Week 2: Causal Diagrams: Five Elementary Structures

Slides

Optional Readings

Key concepts for the test(s)

  • Internal validity
  • External validity
  • Causal directed acyclic graph (causal DAG)
  • Five elementary causal structures
  • Confounding
  • d-separation
  • Backdoor path
  • Conditioning
  • Fork
  • Chain
  • Collider bias
  • Mediator bias
  • Four rules of confounding control

Lab 2 setup

Use Lab 2: Install R and Set Up Your IDE for this week's practical work. The optional script is here: Download the R script for Lab 02.


Seminar

Motivating example: the Salk vaccine

The 1954 field trial of the Salk polio vaccine was a multi-site study conducted across many communities in the United States (Dublin, 1955; Francis Jr., 1955). Two protocols were used in different participating areas. In the observed-control protocol, second-grade children whose parents consented received the vaccine. Children in the first and third grades served as controls. In the placebo-controlled protocol, children were randomised to vaccine or placebo under double-blind conditions.

The placebo-controlled protocol supported a causal conclusion. The vaccine reduced paralytic polio (Francis Jr., 1955). The observed-control protocol did not support the same conclusion, because parental consent shaped vaccine assignment.

Parents who consented tended to have higher socioeconomic status, and socioeconomic status also predicted baseline susceptibility to paralytic polio. The observed-control comparison was therefore confounded: vaccination status and polio risk differed for reasons other than the vaccine itself.

Same question. Different assignment mechanism. Different estimate, different reliability.

Salk later reported on the 1956 vaccination campaign (Salk, 1957).

Why this week matters

In Week 1 we defined causal questions. This week we learn how to represent structural assumptions using a causal directed acyclic graph (causal DAG): a diagram in which nodes represent variables and arrows represent assumed causal directions, with no cycles. A causal DAG does not create causal knowledge. It makes assumptions explicit, checkable, and discussable.

A simple map for week 2

For test purposes, most week 2 questions reduce to three steps.

How to read a DAG

  1. Identify the path structure: fork, chain, or collider.
  2. Ask whether the path is open or blocked as drawn.
  3. Ask what conditioning would do: close the path or open it.
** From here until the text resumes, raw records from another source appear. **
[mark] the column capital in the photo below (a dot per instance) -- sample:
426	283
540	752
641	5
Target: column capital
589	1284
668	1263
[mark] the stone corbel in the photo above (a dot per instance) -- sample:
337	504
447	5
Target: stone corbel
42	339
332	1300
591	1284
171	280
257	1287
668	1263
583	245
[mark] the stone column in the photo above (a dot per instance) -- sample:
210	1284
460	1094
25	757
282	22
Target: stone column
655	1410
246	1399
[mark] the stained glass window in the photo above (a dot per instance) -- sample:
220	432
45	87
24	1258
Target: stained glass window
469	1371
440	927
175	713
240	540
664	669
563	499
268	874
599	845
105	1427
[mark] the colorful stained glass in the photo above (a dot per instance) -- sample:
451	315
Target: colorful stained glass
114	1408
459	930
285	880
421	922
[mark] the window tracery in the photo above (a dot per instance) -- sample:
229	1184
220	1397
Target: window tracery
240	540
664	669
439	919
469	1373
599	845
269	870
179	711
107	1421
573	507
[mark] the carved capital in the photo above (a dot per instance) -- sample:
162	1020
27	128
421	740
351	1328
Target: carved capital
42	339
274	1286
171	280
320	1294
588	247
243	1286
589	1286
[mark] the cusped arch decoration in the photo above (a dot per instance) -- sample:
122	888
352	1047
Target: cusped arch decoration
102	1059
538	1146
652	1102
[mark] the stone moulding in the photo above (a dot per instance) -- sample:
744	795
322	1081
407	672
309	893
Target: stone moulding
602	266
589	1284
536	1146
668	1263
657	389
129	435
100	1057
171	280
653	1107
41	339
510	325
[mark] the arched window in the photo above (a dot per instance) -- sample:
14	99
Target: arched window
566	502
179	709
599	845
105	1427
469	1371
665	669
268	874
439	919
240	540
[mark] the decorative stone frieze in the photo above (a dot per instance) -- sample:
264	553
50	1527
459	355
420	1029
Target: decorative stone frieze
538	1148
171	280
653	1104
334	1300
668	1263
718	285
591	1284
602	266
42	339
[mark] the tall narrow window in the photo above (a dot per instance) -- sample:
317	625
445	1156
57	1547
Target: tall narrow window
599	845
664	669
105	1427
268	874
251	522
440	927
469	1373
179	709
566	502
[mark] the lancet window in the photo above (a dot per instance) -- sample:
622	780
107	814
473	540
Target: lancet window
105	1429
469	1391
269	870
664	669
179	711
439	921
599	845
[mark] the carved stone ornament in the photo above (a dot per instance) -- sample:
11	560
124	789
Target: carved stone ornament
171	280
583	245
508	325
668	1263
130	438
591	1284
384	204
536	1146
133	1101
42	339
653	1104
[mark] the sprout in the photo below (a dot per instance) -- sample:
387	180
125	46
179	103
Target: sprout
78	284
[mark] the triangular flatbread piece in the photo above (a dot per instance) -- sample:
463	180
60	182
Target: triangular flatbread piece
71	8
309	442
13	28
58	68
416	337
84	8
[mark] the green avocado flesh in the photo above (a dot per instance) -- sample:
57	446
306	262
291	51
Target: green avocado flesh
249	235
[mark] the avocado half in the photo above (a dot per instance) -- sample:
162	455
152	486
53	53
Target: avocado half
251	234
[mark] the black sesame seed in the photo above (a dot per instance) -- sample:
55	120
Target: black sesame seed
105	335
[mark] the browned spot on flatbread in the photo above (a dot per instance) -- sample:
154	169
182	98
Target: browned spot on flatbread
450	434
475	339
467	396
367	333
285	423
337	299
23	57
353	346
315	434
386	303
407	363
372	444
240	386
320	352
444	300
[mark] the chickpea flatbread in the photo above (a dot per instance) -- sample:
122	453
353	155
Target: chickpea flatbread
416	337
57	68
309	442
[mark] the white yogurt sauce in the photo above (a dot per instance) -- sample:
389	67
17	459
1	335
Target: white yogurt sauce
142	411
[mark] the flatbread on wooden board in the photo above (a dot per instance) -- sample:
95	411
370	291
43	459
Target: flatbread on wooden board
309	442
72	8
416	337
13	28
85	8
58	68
If you can do those three things, you can usually explain the bias logic in words.

Independence language

Do not let the notation do more work than it should. It is just shorthand.

  • $A \coprod Y(a)$: $A$ and $Y(a)$ are independent.
  • $A \cancel\coprod Y(a)$: $A$ and $Y(a)$ are dependent.
  • $A \coprod Y(a)\mid L$: $A$ and $Y(a)$ are independent once we condition on $L$.

Conditioning means restricting attention to observations that share the same value of a variable (or, equivalently, adjusting for that variable in an analysis). In a causal DAG, a conditioned variable is drawn inside a box.

Randomisation and exchangeability

Under random assignment,

$$ Y(a) \coprod A. $$

This condition is unconditional exchangeability. Under this condition, a difference in means identifies the average treatment effect (ATE):

$$ \widehat{\text{ATE}}=\hat{\mathbb{E}}[Y\mid A=1]-\hat{\mathbb{E}}[Y\mid A=0]. $$

In observational studies, this condition usually fails without adjustment.

Working definitions

Internal validity concerns whether the study contrast estimates the target causal contrast in the study population.

External validity concerns whether that causal contrast transports to the target population.

These are design properties, not instrument properties. Measurement validity (Week 1) is a precondition, not a synonym.

Confounding bias exists when treatment groups differ systematically in ways that affect the outcome, so that the observed association between $A$ and $Y$ does not equal the causal effect. In graph terms, confounding corresponds to an open non-causal path from $A$ to $Y$ (a "backdoor path," formalised below in the four rules of confounding control).

Causal DAG notation and elements

Our variable naming conventions (adapted from Bulbulia, 2023)

  • $A$: treatment or exposure.
  • $Y$: outcome.
  • $Y(a)$: potential outcome under intervention level $a$.
  • $L$: measured confounder set.
  • $U$: unmeasured cause.
  • $M$: mediator.
  • $\bar{X}$: sequence of variables.
  • $\mathcal{R}$: chance mechanism, including randomisation.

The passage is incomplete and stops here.